Putrajaya urged to do more to prevent custodial deaths
July 26, 2013
Malay Mail Online
PETALING JAYA, July 26 — Global rights watchdog Amnesty International and local NGO Suara Rakyat Malaysia (Suaram) have jointly penned a lengthy note to Putrajaya, hoping to pressure the authorities into stepping up their game on preventing custodial deaths.
The letter, signed off by Amnesty’s Asia Pacific deputy director Isabelle Arradon and SUARAM’s executive director Nalini Elumalai, listed out 14 recommendations to check police abuses and ensure fair and equal treatment for all detainees, from the time of their arrests to their time spent in lock-up.
“Human rights should be at the core of police law, philosophy and practice,” they wrote in the five-page letter, which was addressed to Home Minister Datuk Seri Ahmad Zahid Hamidi and carbon copied to Inspector-General of Police Tan Sri Khalid Abu Bakar.
“Amnesty International and Suaram believe that there is no conflict between human rights and effective policing.
“Effective policing in Malaysia depends on respect for human rights and rule of law,” they added.
Malaysia was rocked by a spate of lockup deaths this year - 12 cases since January - casting more aspersions on the police force, which has already been struggling to deflect criticisms on its alleged failure bring down the country’s crime rate.
Angry Malaysians, lawmakers and civil society groups have been lobbying for the formation of the Independent Police Complaints and Misconduct Commission (IPCMC) to check police abuse, insisting that this was the best way to keep these uniformed personnel accountable to their actions.
Amnesty and Suaram repeated the need for an independent police oversight body in their letter today, noting that the existing Enforcement Agency Integrity Commission (EAIC) has so far been unable to investigate all reports on custodial deaths or on alleged human rights violations by police officers.
The commission, which was created in 2009 to check abuses in 19 government agencies, is currently under major revamp by Putrajaya.
“It appears to be due, in part, to the lack of adequate resources for such a broad mandate. To date, the EAIC has not investigated any previous case of custodial deaths, and has only committed to investigating the deaths of N. Dhamendran and R. Jamesh Ramesh,” the rights groups said, referring to two lock-up death cases that occurred in May this year.
The groups also suggested that all “suspected” cases of human rights violations by police officers be subjected to “thorough, prompt and impartial” investigations and where there is sufficient evidence, criminal proceedings should be initiated.
To prevent torture or ill-treatment of detainees, Amnesty and Suaram said all members of Malaysia’s armed forces should be made to understand that such actions would never be tolerated.
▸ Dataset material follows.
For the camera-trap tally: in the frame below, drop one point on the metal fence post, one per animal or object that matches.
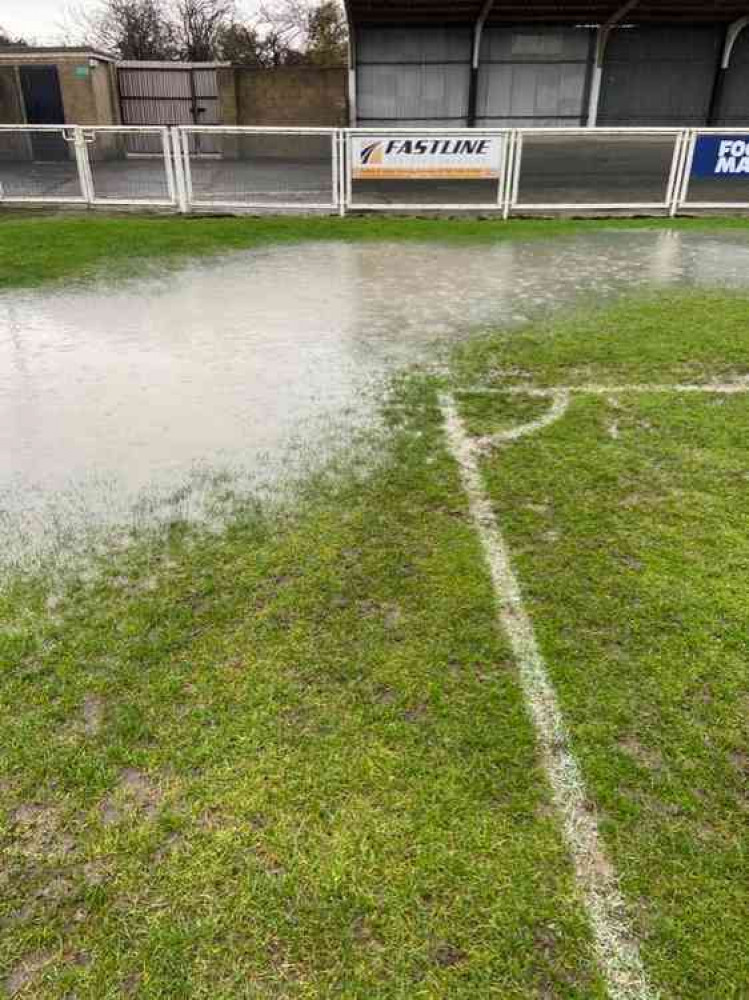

They said all armed personnel should be fully trained in what it described as a “standard set of words” to ensure that the detainee’s rights are explained clearly and understood.
“Police officers should be issued with a card which lists arrest and custody rights of which they must inform all suspects and detainees at the time of arrest.
“All questioning sessions must be video or audio recorded and records kept and made available to detainees and their counsel in cases of complaints of torture or other ill-treatment,” the groups wrote in the letter.
At all times, data must be recorded, they added, in reference to the handling of a detainee from the time of arrest to the time in lock-up and when being brought to trial.
Information on the arrested person’s medical condition, time and date of release or transfer to any other detention facility, and time and dates of each visit (by detention officers, lawyers, doctors, family or friends) should also be recorded,” they wrote.
The letter also urged Putrajaya to consider ratifying international conventions on human rights like the International Covenant on Civil and Political Rights, and implementing global standards like the UN Code of Conduct for Law Enforcement Officials and the UN Basic principles on use of force and firearms into police training and practice.
“Our organisations sincerely hope that you will consider our recommendations, and we remain at your disposal should you have questions about any of the above.
“We look forward to the Home Ministry and Royal Malaysia Police’s constructive engagement with civil society,” Amnesty and Suaram said before signing off on the letter.
Since 2006, the Bar Council and civil society have been pushing for the implementation of the IPCMC — which was mooted by a royal commission led by former Chief Justice Tun Mohamed Dzaiddin Abdullah — but to no avail as it was shot down by the top brass of the police.
The Home Ministry told Parliament last month that 231 deaths in police custody have occurred from 2000 to May 2013.
It said 196 deaths were caused by illnesses like heart attacks, asthma and HIV, 29 by hanging, two by fights among inmates and another two by slipping on the floor in the lock-up.